Encyclopaedia of Mountaineering

Publication Year: 1976.

Encyclopaedia of Mountaineering by Walt Unsworth. New York: St. Martin’s. 1975. 272 pages, 34 photos. $12.95.

This is, quite simply, the worst reference book I have ever seen. Since reference books must be accurate to be usable, the multifold errors in this book render it not only close to useless, but potentially damaging to future mountain literature if it is used as source material.

In an hour of thumbing through the pages I found literally hundreds of errors of fact and omission. Under “Vittorio Sella, we read, in 1909 … Chogolisa was climbed: a height record for the time (25,110 feet).” Sella’s expedition failed to reach the top of Chogolisa and I have never seen it published otherwise. Herman Buhl, the famous Austrian climber, was killed trying to make the first ascent in 1957.

We are told that Lionel Terray did not reach the top of Mount Huntington in Alaska, when, in fact, he did. Under “Barry Bishop,” we are told, “On 22 May 1963, Bishop, with L. G. Jerstad, became the first American to reach the summit of Mount Everest.” No one’s ever called Big Jim un-American before. Whittaker reached the top of Everest twenty-one days earlier than Bishop.

Names and numbers cause considerable trouble for this author. Under “Yosemite” we learn that Harding spent 45 days climbing El Capitan the first time. Under “El Capitan,” we are told that the same climb took 47 days. One index reference to Mount Logan on page 142 doesn’t exist. Names suffer quite often. Leif Patterson comes out “Petterson;” Salathé becomes “Salethe;” Mount Jefferson becomes “Jeffereson. The Rocky Mountains suffer an even worse indignation. They are missing under R,” both in the index and the main text. There are short notes under “Colorado Rockies” and “The Canadian Rockies.”

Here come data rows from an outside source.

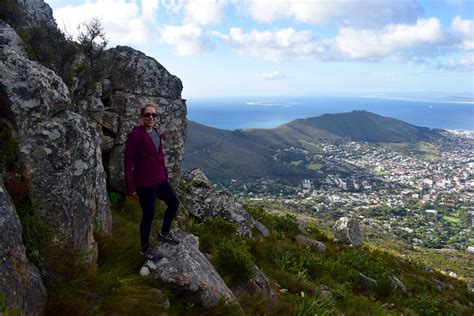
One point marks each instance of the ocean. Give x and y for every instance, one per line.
x=242, y=113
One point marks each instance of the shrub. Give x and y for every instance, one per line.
x=314, y=305
x=53, y=49
x=283, y=226
x=114, y=198
x=37, y=236
x=425, y=304
x=234, y=261
x=212, y=231
x=10, y=12
x=363, y=262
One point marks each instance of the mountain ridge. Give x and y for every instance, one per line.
x=249, y=153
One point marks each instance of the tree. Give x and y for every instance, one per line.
x=91, y=70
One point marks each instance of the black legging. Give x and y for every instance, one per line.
x=147, y=197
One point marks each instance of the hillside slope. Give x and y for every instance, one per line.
x=250, y=154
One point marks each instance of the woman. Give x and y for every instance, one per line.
x=146, y=176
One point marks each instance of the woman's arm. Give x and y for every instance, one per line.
x=131, y=146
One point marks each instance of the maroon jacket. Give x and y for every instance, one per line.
x=144, y=165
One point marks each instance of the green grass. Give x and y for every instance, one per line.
x=115, y=287
x=452, y=219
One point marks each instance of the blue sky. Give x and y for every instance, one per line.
x=225, y=48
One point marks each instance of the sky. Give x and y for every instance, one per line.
x=231, y=48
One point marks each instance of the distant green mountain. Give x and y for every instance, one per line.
x=251, y=153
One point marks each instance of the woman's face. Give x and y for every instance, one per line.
x=149, y=117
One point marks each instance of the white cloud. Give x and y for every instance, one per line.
x=394, y=40
x=465, y=28
x=275, y=46
x=466, y=63
x=275, y=75
x=121, y=19
x=149, y=9
x=186, y=39
x=173, y=6
x=204, y=12
x=342, y=12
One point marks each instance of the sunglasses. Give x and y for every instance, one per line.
x=148, y=114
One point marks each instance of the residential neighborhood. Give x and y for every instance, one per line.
x=422, y=193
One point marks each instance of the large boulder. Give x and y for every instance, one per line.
x=135, y=79
x=20, y=280
x=35, y=13
x=203, y=202
x=311, y=243
x=257, y=285
x=186, y=269
x=346, y=231
x=58, y=149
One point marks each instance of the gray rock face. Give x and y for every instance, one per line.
x=397, y=284
x=134, y=80
x=59, y=149
x=36, y=12
x=140, y=74
x=366, y=283
x=346, y=230
x=187, y=269
x=257, y=285
x=20, y=280
x=203, y=202
x=313, y=244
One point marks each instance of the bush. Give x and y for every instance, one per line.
x=53, y=49
x=314, y=305
x=234, y=261
x=212, y=231
x=425, y=304
x=37, y=236
x=283, y=226
x=363, y=262
x=10, y=12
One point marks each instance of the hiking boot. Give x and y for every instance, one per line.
x=147, y=254
x=169, y=238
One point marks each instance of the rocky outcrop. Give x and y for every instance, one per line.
x=346, y=231
x=397, y=285
x=257, y=285
x=58, y=149
x=185, y=268
x=311, y=243
x=366, y=283
x=35, y=13
x=135, y=79
x=20, y=280
x=203, y=202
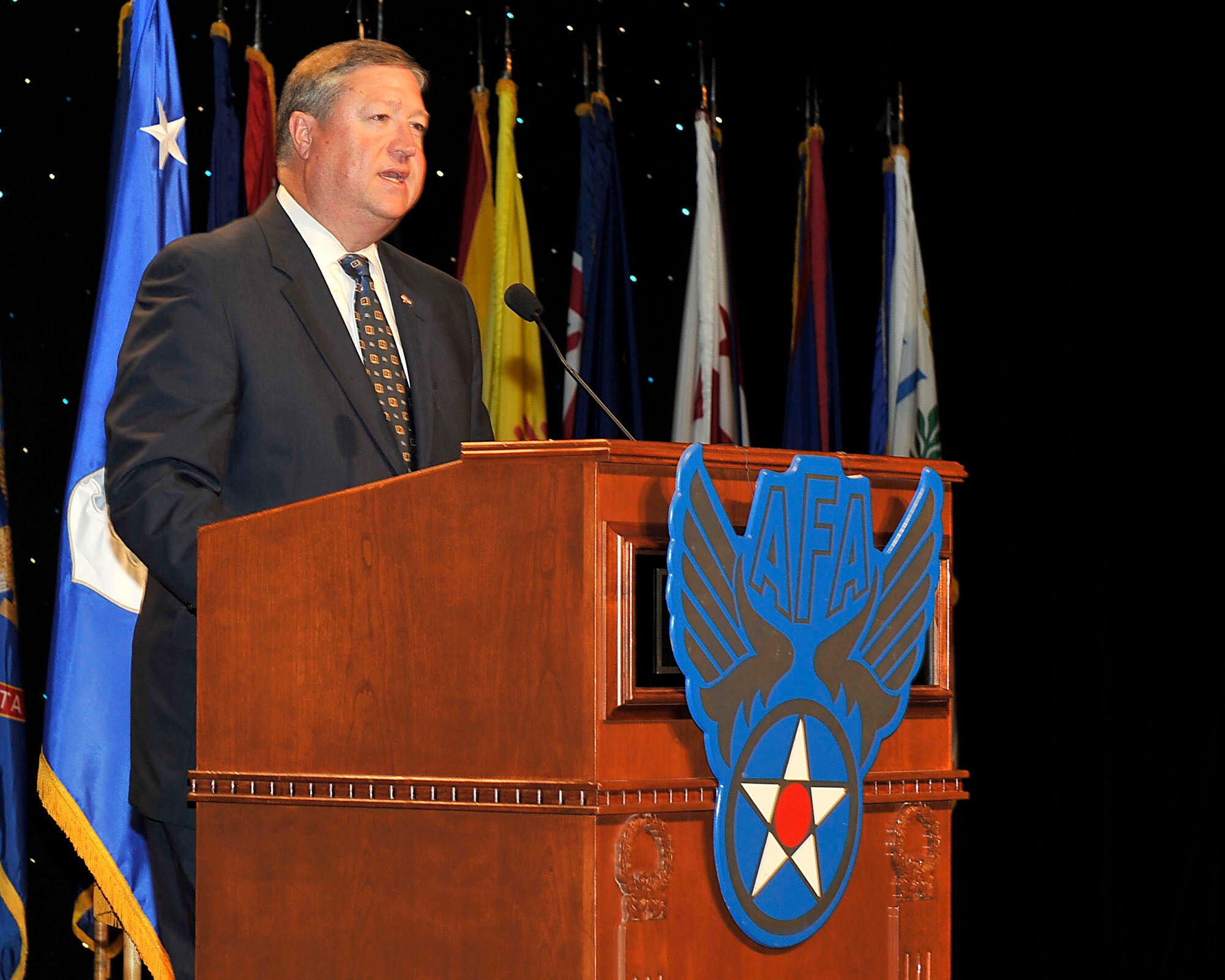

Missing are listings under the names of Ardito Desio and Nick Clinch, who led successful expeditions to the first and second highest peaks in the Karakoram. We do find, however, people like Francis Vaughan Hawkins, a member of the Alpine Club in London “who had a brief but interesting climbing career,” before resigning from the AC in 1861.

It is hard to discover any rhyme or reason for the author’s entries. Hornbein has a listing, but not Unsoeld. Gary Hemming is described, but John Harlin is missing. Sir Edmund Hillary gets half the space devoted to Ian Clough. Obscure anachronisms appear, such as: “Nai- smith’s Rule … The rule is: allow one hour for every three miles on the map plus an additional hour for every 2,000 feet of climbing. … Further refinements can be made (see Mountain Leadership by E. Lang- muir), but these spoil the essential simplicity of the calculation.”

Under “K2” we find a run-down of each expedition. For the 1902, 1909, and 1938 expeditions the maximum elevation reached is listed. Not so for the 1939 expedition, which set an altitude record that stood for fifteen years until the first ascent. Heinrich Pfannl is listed under his name for ascents in the Eastern Alps, with no mention that he was on the first expedition to attempt K2.

Descriptions are often hard to follow such as this one locating Yosemite s El Capitan: “It stands on the true right bank of the river about two miles below Yosemite Village, and thus, in driving up the valley, it is one of the first cliffs to be encountered.”

The cardinal sin of this book is that it is not objective. Biographies read more like gossip columns than what should be expected from a reference work. We learn that Bonington handled photo coverage of the first descent down the Blue Nile, but Reinhold Messner, currently the world’s leading alpinist, is dismissed in a brief paragraph. We are told that Warren Harding’s “siege tactics did not meet with universal approval. Harding has always adapted his tactics to meet the situation as he sees it. The author obviously sides with Royal Robbins, whom he describes as “the exponent of the single push theory of big wall climbing as opposed to siege tactics.” Harding comes off as an opportunist; Robbins as a saint. In truth, both climbers used siege tactics during astage in their careers, Harding to a greater extent than Robbins, who tried to avoid them as much as possible. For the last fifteen years, neither Harding nor Robbins have used siege tactics, but this doesn’t come through in the bad guy/good guy biographies.

Mixed in with biographies, famous mountains, and tiny cliffs are definitions of climbing words. These are no better than the rest of the book. “Granite,” according to the definition, “varies from place to place but is always sound to climb upon.” Quite a surprise to climbers who have turned back on friable Alaskan granite and rotten desert cliffs!